The other day I got a call that they had finally received autopsy results. The autopsy was full of a lot of big medical terms that I didn't quite understand, but how Isabella's pediatrician explained it to me made sense.
Olivia had an indentation in the main artery that went to her heart. He asked me if I had ever seen a tree that had an obstacle in the way and the tree grew around it. He said that is basically what looks like happened. Something was pushing into her main artery as she was growing and caused an indentation, which was not allowing the proper blood flow to her brain.
This is something that was not caught during the High Risk Ultrasounds. Considering she was growing just right, her and Isabella were only ever at the most 8 oz. apart in size, who would have thought there was anything wrong.
I am trying to be at peace with it all, as it continues to be a healing process. I am just so incredibly
grateful for our miracle baby Isabella. She amazes me every single day. I will continue to be strong and focus on her. She needs me and there is nothing I can do about the past, but there is not a single day that goes by that I don't think about my Olivia and what it could have been.
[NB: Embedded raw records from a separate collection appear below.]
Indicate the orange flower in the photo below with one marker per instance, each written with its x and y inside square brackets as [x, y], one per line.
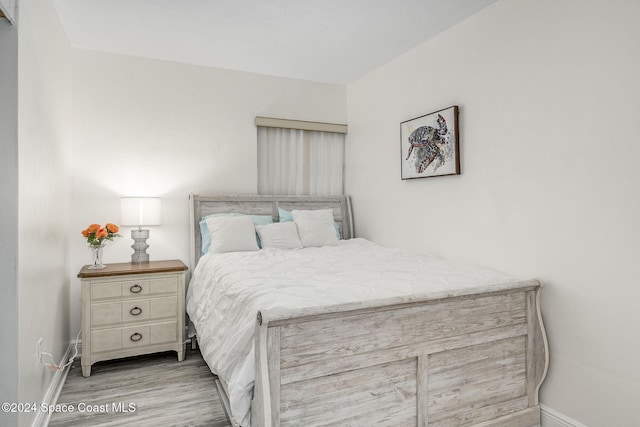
[112, 228]
[101, 233]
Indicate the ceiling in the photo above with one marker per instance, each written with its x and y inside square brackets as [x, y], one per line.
[332, 41]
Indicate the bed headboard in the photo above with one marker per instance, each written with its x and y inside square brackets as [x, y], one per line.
[264, 205]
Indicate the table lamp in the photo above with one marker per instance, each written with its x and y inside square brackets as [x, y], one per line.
[139, 212]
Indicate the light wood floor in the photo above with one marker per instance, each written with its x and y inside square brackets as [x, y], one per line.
[164, 392]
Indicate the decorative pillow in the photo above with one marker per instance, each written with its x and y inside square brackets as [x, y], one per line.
[315, 227]
[282, 235]
[232, 234]
[204, 231]
[285, 216]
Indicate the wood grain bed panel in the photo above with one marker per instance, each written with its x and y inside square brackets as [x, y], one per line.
[463, 358]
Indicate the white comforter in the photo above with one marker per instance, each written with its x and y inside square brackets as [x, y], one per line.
[227, 290]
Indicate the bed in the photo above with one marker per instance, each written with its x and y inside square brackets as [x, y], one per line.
[469, 349]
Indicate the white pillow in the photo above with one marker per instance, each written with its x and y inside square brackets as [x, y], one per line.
[232, 234]
[283, 235]
[315, 227]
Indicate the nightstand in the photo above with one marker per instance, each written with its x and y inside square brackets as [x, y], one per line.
[129, 309]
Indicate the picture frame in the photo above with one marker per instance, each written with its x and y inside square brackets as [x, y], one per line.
[429, 145]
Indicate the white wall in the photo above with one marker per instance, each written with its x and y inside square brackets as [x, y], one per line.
[44, 150]
[9, 217]
[157, 128]
[549, 103]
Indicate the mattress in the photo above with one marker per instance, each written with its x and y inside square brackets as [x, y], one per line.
[227, 290]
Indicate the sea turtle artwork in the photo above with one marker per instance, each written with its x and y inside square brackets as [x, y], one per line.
[430, 146]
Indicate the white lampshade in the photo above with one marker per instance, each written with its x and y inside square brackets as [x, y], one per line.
[139, 211]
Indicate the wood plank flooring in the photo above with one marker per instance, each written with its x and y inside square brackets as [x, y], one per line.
[155, 390]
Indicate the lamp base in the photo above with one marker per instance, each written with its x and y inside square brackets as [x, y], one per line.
[140, 246]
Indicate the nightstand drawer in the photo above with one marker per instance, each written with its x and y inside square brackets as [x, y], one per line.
[133, 288]
[133, 336]
[132, 309]
[113, 313]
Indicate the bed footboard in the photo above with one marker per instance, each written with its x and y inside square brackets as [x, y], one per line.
[450, 359]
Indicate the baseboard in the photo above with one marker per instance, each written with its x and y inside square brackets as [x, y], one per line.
[53, 392]
[552, 418]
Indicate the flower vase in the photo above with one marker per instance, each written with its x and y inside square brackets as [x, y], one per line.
[96, 257]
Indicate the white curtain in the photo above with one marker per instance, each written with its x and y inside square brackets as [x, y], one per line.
[297, 162]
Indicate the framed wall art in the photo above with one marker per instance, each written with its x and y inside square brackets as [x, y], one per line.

I will love both of my babies always and this experience has changed my life forever.
This is the photo they took of her in the hospital a few days after passing.
RIP Our Sweet Angel Olivia Linsey Adams <3
Thank you to everyone for your continued love and support. If it wasn't for my best friend and partner in life, Zach and the rest of my family and friends I might just be a mess. I love you all very much.
Thank you for letting me tell my story.
2 comments:
glad you put this on here,i wondered what had happened, but didn't want to bother you with this,i can't imagine what you went through and are still, just know we love you ,take care of that little one, enjoy her all you can, they grow up so fast. God bless both of
Thank you so much for sharing your story. I know how hard it is. I too lost a baby. It was many years ago. I was only 4 months. I never got to hold or see my baby. I am glad you got to do that. I now have a 21 and a 17 year old. To this day I still think about that baby I lost. Both Olivia and Isabella are just beautiful and I am so sorry for your loss. I worked with Zack at PPAS. I continue to pray that you find comfort during your time of grief. Enjoy that little baby girl and cherish every moment because the time goes by so fast.